2. Diastolic pseudo-gating phenomenon. The blood flow velocity at the end of diastole is very slow and little affected by the flow, mainly affected by the blood T1 value and T2 value, which can show an increased signal or even present a high signal. tr coincides with the cardiac cycle.
3.Even-echo effect. when SE multi-echo imaging, blood flow shows low signal on the image of odd echoes and high signal on the image of even echoes. It is also called even-echo phase recombination. It is well known that the incoming frequency and phase of protons are related to the magnetic field strength, and a change in the position of protons in a gradient magnetic field will cause a change in the incoming frequency and phase. If the proton population moves along the phase encoding direction, the even linearly changing gradient magnetic field can cause the proton population whose phase has been discrete to reunite in phase again, thus appearing as a higher intensity blood flow signal. The even-echo effect is often seen on hepatic SE multi-echo sequences, e.g., the hepatic veins and intrahepatic portal branches exhibit low signal in the first echo (PD) and high signal in the second echo (T2WI).FSE, because it uses continuous 180-degree pulses to produce echo chains of varying length, actually half of the echoes in the echo chain belong to odd echoes and the other half are even echoes, so that using FSE for T2WI, there will also be even-echo effect, such as in liver FSE T2WI, the hepatic vein or intrahepatic portal vein branches can often show high signal.
4, Very slow blood flow. The blood flow in vessels such as paravertebral plexus or pelvic plexus is very slow, and the out-of-phase or flow-void effect caused by flow is not obvious, then the signal of blood flow in these vessels has little relationship with the flow itself, but mainly depends on the T1 and T2 values of blood, which can show high signal in T2WI due to the long T2 value of blood.
5. Blood flow exhibits high signal on gradient echo sequences. Unlike the SE sequence, the echo of the GRE sequence is generated by the switching of the gradient field, and the switching of the gradient field does not require the level selection, so the blood flow subjected to small-angle excitation to generate macroscopic transverse magnetization vector can still feel the switching of the gradient field and generate the echo, even though it leaves the scanning level, as long as it does not exceed the effective range of the effective gradient field and the acquisition coil, and thus does not show a flow null but presents a relatively high signal intensity.
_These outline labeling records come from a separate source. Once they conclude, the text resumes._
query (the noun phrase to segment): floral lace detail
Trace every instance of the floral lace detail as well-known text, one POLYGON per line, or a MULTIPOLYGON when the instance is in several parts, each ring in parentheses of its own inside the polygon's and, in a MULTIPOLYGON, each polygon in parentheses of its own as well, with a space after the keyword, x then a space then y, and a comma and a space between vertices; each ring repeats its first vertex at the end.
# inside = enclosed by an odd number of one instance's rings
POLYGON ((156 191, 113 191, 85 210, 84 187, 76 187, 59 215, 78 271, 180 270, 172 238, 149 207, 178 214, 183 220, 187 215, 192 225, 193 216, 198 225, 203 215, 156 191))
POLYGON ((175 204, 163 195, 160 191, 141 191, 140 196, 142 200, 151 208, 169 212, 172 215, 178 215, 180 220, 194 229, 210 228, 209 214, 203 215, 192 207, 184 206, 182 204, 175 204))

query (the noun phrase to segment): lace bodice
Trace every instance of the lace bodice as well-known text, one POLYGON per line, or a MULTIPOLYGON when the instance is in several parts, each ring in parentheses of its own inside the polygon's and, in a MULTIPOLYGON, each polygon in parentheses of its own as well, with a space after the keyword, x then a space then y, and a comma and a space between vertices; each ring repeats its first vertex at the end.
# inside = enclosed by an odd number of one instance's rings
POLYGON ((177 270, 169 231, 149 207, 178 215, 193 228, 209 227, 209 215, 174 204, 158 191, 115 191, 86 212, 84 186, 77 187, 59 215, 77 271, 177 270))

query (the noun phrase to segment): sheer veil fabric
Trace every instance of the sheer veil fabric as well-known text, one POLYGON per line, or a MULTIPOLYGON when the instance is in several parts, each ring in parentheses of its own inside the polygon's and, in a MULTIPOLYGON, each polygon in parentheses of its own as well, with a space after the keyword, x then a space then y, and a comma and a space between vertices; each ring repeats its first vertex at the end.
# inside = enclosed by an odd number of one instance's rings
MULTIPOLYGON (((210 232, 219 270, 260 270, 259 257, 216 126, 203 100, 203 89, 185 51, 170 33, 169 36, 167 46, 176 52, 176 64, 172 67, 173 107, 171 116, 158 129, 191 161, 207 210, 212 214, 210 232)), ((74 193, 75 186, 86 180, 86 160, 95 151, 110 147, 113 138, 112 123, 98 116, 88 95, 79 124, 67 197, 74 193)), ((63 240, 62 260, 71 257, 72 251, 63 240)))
6.Balance-SSFP sequence using ultra-short TR and TE shows high signal, TR<5ms, TE<2ms, even for fast arterial blood flow, the flow (including laminar and turbulent flow) has little effect on the image. On this sequence, the signal intensity of the tissue depends on T2/T1, so the longer T2 value of blood is shown, and both arterial and venous blood present high signal.
7. Use of contrast agents. The gradient echo T1WI sequence of ultrashort TR and ultrashort TE, the signal of blood is little affected by the flow, but mainly depends on the T1 value, because the TR is very short, the general tissue presents lower signal due to saturation, then the T1 value of blood is shortened by the intravenous mass injection contrast agent (significantly shorter than the T1 value of fat), and this time the blood is high signal.